Many artists are also resorting to creating pieces about what they’ve known and what is comfortable to them amidst the challenging times.

Harms said ArtsQuest constantly offers their support to their artists during these times, though they seem to be working as hard as ever. 

“For artists, it has certainly become a very creative time,” Harms said. “For the artists that we work with, many of them have been prolific during this pandemic.”

Katie Hovencamp, a resident artist and teacher, is working primarily from home this year as opposed to working at her studio in the Banana Factory.

Before the pandemic, much of her work was more confrontational, with focus on current events and politics. Since the beginning of the pandemic, a lot of her pieces have been influenced by isolation and her confinement at home.

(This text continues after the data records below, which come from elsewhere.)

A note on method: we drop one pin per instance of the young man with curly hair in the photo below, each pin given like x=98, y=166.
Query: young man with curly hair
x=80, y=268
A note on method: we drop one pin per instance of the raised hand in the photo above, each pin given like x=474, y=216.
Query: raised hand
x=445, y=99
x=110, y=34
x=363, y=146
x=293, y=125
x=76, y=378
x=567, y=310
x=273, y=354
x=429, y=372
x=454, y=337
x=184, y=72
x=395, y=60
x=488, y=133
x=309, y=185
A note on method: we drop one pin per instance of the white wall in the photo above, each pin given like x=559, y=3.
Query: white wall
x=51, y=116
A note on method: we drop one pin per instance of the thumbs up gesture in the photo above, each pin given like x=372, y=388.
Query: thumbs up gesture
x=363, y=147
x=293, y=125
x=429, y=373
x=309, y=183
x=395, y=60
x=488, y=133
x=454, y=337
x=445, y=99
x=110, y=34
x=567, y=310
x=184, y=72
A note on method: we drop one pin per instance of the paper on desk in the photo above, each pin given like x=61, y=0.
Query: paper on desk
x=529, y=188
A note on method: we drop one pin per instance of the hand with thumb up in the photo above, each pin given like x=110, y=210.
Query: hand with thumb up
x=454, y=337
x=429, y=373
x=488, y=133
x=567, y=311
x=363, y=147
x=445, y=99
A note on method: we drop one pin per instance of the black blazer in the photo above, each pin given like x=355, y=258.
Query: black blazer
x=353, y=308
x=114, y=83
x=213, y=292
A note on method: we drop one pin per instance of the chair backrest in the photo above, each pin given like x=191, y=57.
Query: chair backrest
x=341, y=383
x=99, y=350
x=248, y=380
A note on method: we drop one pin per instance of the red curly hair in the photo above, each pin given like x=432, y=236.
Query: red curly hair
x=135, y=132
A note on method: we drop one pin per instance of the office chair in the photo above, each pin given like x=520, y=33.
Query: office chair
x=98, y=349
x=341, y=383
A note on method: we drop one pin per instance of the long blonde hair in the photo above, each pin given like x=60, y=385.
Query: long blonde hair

“I made a lot of pieces that were referencing domestic objects that you would find in your house or things that were associated with the home,” she said. “I would use things like kitchen utensils and wallpaper.”

Her work now includes darker elements and subtle undertones. Some of them are associated with the imagery of what she has been seeing on the news. One drawing she made, for example, was on a woman vacuuming while hooked up to a respirator.

As for her students, she has seen a variety of topics in the art they have created, but is excited to see they have been working significantly harder than in the past.